Although we only have data from a single stage of disease, we did find support for the three algorithms that fit our data. The mapping that provided the closest fit to the observed data (Kontodimopoulos et al.¹⁵; 0.80 vs 0.79) was conducted in gastric cancer, which we would expect to have symptoms more similar to liver-only or liver-dominant mCRC than other conditions used in the mappings. It should be researched further whether this was by chance or due to a systemic relationship between the instruments based on disease area.
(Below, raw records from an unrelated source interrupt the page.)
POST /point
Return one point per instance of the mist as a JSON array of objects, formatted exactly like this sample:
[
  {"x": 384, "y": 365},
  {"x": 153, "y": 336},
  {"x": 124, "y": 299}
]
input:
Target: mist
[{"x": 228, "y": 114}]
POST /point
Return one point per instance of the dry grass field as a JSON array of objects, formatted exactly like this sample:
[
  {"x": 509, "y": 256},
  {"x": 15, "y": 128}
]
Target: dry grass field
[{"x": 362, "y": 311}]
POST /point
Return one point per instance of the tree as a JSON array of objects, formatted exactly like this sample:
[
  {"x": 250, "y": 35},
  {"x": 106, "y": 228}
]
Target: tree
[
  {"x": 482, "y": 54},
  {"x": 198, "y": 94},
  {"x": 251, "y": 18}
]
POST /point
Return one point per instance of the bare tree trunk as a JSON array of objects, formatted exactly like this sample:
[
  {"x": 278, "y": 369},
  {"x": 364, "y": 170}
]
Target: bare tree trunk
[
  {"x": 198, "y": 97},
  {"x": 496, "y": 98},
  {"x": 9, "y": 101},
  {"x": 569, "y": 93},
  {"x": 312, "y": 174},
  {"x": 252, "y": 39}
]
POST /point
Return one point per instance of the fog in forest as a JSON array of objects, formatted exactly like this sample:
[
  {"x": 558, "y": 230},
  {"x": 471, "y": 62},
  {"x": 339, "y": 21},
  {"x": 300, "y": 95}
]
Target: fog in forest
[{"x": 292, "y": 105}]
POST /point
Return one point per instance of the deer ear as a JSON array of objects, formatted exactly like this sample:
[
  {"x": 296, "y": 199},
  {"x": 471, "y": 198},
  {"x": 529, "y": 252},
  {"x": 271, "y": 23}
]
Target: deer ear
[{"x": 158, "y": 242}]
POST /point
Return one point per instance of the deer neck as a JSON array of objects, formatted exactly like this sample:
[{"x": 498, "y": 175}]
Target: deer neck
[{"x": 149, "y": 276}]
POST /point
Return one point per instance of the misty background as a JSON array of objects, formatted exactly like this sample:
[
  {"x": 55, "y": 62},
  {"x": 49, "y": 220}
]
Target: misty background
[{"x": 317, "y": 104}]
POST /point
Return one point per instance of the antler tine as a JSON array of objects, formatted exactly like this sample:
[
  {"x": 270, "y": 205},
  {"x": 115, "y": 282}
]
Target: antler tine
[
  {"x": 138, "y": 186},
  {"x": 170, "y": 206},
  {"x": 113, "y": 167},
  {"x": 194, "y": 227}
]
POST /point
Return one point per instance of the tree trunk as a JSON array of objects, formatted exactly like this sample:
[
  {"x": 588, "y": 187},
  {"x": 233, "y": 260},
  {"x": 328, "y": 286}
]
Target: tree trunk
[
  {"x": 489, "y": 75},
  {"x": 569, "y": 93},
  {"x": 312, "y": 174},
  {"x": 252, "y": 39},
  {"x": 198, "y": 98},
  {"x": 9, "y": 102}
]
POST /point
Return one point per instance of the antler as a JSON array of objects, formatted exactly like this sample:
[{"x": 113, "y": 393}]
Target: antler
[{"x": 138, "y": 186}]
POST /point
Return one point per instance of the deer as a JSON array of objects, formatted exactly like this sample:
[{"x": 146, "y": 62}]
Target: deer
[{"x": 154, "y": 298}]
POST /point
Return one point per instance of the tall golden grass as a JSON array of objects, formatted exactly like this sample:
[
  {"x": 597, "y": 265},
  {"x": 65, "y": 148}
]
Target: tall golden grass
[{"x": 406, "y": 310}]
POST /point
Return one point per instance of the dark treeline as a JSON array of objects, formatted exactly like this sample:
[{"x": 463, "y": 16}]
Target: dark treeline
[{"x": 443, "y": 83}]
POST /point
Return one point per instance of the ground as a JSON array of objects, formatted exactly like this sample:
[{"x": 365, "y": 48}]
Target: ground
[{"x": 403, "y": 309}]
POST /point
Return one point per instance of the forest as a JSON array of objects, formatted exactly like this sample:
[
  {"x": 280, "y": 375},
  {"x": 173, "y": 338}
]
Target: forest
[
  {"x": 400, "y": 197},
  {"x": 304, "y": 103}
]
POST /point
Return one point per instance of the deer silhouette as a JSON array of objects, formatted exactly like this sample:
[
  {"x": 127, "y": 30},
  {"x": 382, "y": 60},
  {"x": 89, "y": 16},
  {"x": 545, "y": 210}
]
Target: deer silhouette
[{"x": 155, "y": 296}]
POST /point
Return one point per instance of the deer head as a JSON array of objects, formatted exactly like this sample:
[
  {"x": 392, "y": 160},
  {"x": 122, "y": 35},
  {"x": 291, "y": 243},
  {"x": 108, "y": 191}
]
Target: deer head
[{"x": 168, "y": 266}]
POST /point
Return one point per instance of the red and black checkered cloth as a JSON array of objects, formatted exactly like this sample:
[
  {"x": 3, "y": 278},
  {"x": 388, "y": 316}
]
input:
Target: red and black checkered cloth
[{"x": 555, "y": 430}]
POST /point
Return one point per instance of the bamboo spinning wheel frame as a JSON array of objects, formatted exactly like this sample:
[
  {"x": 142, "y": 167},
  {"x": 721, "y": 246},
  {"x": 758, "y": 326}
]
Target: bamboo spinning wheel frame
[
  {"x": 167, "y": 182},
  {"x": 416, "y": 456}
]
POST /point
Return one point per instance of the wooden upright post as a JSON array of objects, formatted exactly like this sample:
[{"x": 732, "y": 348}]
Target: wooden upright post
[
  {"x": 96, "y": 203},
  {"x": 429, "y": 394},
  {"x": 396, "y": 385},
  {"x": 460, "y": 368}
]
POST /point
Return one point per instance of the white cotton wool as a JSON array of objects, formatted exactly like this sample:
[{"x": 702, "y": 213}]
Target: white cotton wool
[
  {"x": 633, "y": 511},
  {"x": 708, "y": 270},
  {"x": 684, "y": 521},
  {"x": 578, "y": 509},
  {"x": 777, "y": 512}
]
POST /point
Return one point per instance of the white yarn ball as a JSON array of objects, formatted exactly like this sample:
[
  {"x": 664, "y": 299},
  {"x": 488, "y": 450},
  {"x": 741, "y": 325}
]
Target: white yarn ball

Our results are consistent with those that have been previously reported, where mapping from different mappings from EORTC-QLQ-C30 to EQ5D-3L can result in varied predicted utilities²². Additionally, our studies further show that mapping EORTC-QLQ-C30 to EQ5D-3L tends to over-estimate EQ-5D-3L utility values in the more severe health states²². Further research is required into alternative regression methods, which more accurately predict EQ-5D-3L utility from EORTC-QLQ-C30, particularly towards the edges of the distribution.

The main limitation of the study was the lack of meaningful observations post-progression (67 paired observations). For this reason, we are unable to test whether the mapping holds at the next (or previous) stage of the disease. Although we would not expect the relationship between the instruments to change, due to the lack of protocol-driven visits at the same time points, we are not able to confirm this is the case. A second limitation is that the study was conducted using the EQ-5D-3L rather than the EQ5D-5L, which is now available and contains five levels per item rather than three. It is expected that this version is more sensitive to changes in quality-of-life, and may soon replace the three level version. A further limitation is that patients in the study were drawn from numerous countries and spoke multiple languages, and it is possible that this may have impacted on the results.

In conclusion, this study is the first of its kind in liver-only or liver-dominant mCRC and in mCRC as a condition. The mapping constructed shows a good fit to the data and provides practitioners with an additional mapping between EORTC-QLQ-C30 and EQ-5D-3L using a large dataset in a previously unstudied disease area. Further research into the link between EORTC-QLQ-C30 and EQ-5D-3L in different datasets is needed. This should include a range of cancers, both in type and severity, to further assess the predictive accuracy of mappings and whether a generic mapping function is likely to be valid, irrespective of the site of disease, or whether different mappings are needed for different cancers.

Transparency

Declaration of funding

This manuscript was funded by Sirtex Europe.

Declaration of financial/other relationships

ERM and AJH are employees of BresMed, which received funding from Sirtex (the manufacturers of SIR-Spheres microspheres) to conduct the study. GVH has received honoraria from Amgen, Boehringer Ingelheim, Lilly, Merck, Roche, Sanofi, and Sirtex for consultancy and participation in advisory boards and presentations. GVH’s institution has received study grants from Amgen, Boehringer Ingelheim, Lilly, Merck, Roche, Sanofi, and Sirtex, and GVH has also received travel funds from Sirtex. PG has received honoraria from Sirtex, Amgen, Roche, Bayer, and Merck for participation in advisory boards. PG’s institution has received research support from Roche, Amgen, and Pfizer. JME peer reviewers on this manuscript have no relevant financial or other relationships to disclose.

Acknowledgments

The authors of the study would like to thank Suki Shergill, who is employed by Sirtex, for her input to the design of the study and facilitation of access to data.